The method reduce in the interface Stream is overloaded. The parameters for the method with three arguments are:
identity
accumulator
combiner
The combiner supports parallel execution. Apparently, it is not used for sequential streams. However, there is no such guarantee. If you change your streams into parallel stream, I guess you will see a difference:
Stream<String>stringStream = Stream.of(
"John Lennon", "Paul Mccartney", "George Harrison", "Ringo Starr")
.parallel();
Here is an example of how the combiner can be used to transform a sequential reduction into a reduction, that supports parallel execution. There is a stream with four Strings and acc is used as an abbreviation for accumulator.apply. Then the result of the reduction can be computed as follows:
acc(acc(acc(acc(identity, "one"), "two"), "three"), "four");
With a compatible combiner, the above expression can be transformed into the following expression. Now it is possible to execute the two sub-expressions in different threads.
combiner.apply(
acc(acc(identity, "one"), "two"),
acc(acc(identity, "three"), "four"));
Regarding your second question, I use a simplified accumulator to explain the problem:
BiFunction<StringBuilder,String,StringBuilder> accumulator =
(builder,name) -> builder.append(name);
According to the Javadoc for Stream::reduce, the accumulator has to be associative. In this case, that would imply, that the following two expressions return the same result:
acc(acc(acc(identity, "one"), "two"), "three")

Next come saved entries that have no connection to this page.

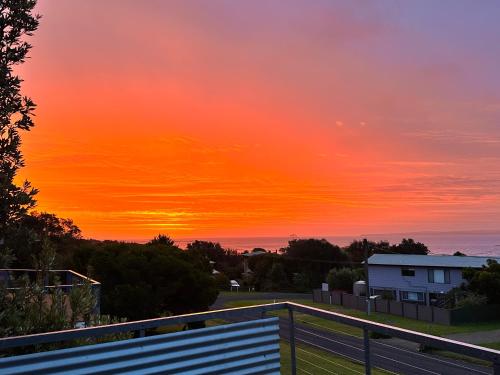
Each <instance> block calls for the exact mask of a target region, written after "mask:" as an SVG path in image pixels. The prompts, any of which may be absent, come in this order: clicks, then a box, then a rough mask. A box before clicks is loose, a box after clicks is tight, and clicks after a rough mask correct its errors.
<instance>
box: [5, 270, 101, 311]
mask: <svg viewBox="0 0 500 375" xmlns="http://www.w3.org/2000/svg"><path fill="white" fill-rule="evenodd" d="M40 273H41V271H40V270H36V269H29V268H8V269H7V268H2V269H0V284H2V285H4V286H5V288H6V289H7V290H15V289H19V288H23V287H24V285H25V284H24V283H25V281H26V280H27V281H29V282H31V283H33V282H35V281H36V280H37V277H38V275H39V274H40ZM42 282H43V287H44V290H46V291H47V290H53V289H58V290H61V291H62V292H64V293H68V292H69V291H70V290H71V289H72V288H73V287H75V286H82V285H84V284H86V283H88V284H90V287H91V288H92V293H93V294H94V297H95V300H96V303H95V307H94V311H93V312H94V314H99V313H100V305H101V303H100V302H101V283H100V282H98V281H96V280H93V279H91V278H90V277H87V276H84V275H82V274H79V273H78V272H75V271H73V270H49V271H47V272H46V273H45V274H44V276H43V280H42Z"/></svg>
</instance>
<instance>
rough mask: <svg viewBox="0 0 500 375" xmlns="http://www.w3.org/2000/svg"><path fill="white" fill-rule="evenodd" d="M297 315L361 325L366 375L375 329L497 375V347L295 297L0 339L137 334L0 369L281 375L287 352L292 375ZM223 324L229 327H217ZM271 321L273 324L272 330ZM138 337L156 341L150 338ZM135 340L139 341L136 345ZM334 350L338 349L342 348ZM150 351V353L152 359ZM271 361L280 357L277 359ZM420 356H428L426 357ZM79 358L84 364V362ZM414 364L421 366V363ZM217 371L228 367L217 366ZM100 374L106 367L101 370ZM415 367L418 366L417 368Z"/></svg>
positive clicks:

acc(acc(identity, "one"), acc(acc(identity, "two"), "three"))
That's not true for the above accumulator. The problem is, that you are mutating the object referenced by identity. That's a bad idea for the reduce operation. Here are two alternative implementations which should work:
// identity = ""
BiFunction<String,String,String> accumulator = String::concat;
// identity = null
BiFunction<StringBuilder,String,StringBuilder> accumulator =
(builder,name) -> builder == null
? new StringBulder(name) : builder.append(name);
nosid's answer got it mostly right (+1) but I wanted to amplify a particular point.
The identity parameter to reduce must be an identity value. It's ok if it's an object, but if it is, it should immutable. If the "identity" object is mutated, it's no longer an identity! For more discussion of this point, see my answer to a related question.
It looks like this example originated from Example 5-19 of Richard Warburton, Java 8 Lambdas, O'Reilly 2014. If so, I shall have to have a word about this with the good Dr. Warburton.